Un caleidoscopio di profumi e sensazioni olfattive
· di Chiara Campora ·
Questa sera beviamo un vino che non ti posso spiegare, è qualcosa che ti cambierà la vita: un bianco della Rioja”.
A una dose così massiccia di entusiasmo, contrappongo subito il mio (talvolta) distruttivo realismo: “E cosa avrà di così speciale un bianco della Rioja??”.
La Rioja, lo sanno anche i muri, è la patria del Tempranillo, la sua storia enologica si intreccia con quella francese, soprattutto con la zona di Bordeaux, da dove molti produttori, verso la fine dell’Ottocento, scendevano alla ricerca di uve non flagellate dalla fillossera.

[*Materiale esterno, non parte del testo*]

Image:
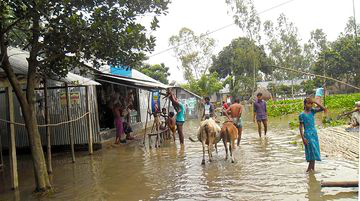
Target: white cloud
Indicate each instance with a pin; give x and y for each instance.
(208, 15)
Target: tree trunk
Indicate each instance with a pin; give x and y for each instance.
(27, 103)
(40, 170)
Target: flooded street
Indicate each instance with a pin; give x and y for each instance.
(271, 168)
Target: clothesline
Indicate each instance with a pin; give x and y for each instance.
(47, 125)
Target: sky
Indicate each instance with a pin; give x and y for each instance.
(203, 16)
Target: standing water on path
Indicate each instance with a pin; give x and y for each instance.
(267, 168)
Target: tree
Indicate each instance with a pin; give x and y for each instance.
(62, 35)
(207, 85)
(158, 72)
(194, 52)
(247, 18)
(313, 47)
(341, 60)
(235, 62)
(285, 50)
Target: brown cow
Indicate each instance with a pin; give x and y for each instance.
(229, 133)
(209, 134)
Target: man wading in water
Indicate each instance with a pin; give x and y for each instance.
(208, 109)
(260, 113)
(118, 121)
(235, 111)
(180, 114)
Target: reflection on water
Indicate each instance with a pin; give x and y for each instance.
(269, 168)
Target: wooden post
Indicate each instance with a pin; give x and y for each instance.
(71, 134)
(47, 121)
(344, 184)
(88, 109)
(12, 144)
(147, 114)
(1, 155)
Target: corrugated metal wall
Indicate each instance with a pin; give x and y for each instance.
(58, 113)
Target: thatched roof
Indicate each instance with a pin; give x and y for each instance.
(266, 94)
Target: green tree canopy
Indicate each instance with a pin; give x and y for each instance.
(158, 72)
(207, 85)
(341, 60)
(193, 51)
(235, 62)
(61, 35)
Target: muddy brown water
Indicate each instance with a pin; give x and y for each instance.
(267, 168)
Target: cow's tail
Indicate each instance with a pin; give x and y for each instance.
(192, 140)
(206, 128)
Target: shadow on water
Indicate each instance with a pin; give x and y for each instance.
(267, 168)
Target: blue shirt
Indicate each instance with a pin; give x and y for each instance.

“Tu assaggia questo bianco, è una cosa unica”.
“Un unicorno viola?”
“Praticamente sì”.
La storica Bodega
con base a Haro (Rioja Alta) è stata fondata nel 1877 da don Rafaél Lopez de Heredia y Laudeta e ha mantenuto, in quasi 150 anni di storia, una forte tradizione familiare e una produzione di vini di altissimo livello, pur crescendo fino alle dimensioni attuali di circa 50.000 mq.
Il vigneto Tondonia, autentico Cru dell’azienda, ha superato il secolo di vita e si trova in una sorta di depressione tonda sulla riva destra del fiume Oja: il terreno calcareo-argilloso fa da culla ai “tradizionali” tempranillo, garnacha e marzuelo, ma fa crescere bene anche viura e malvasia.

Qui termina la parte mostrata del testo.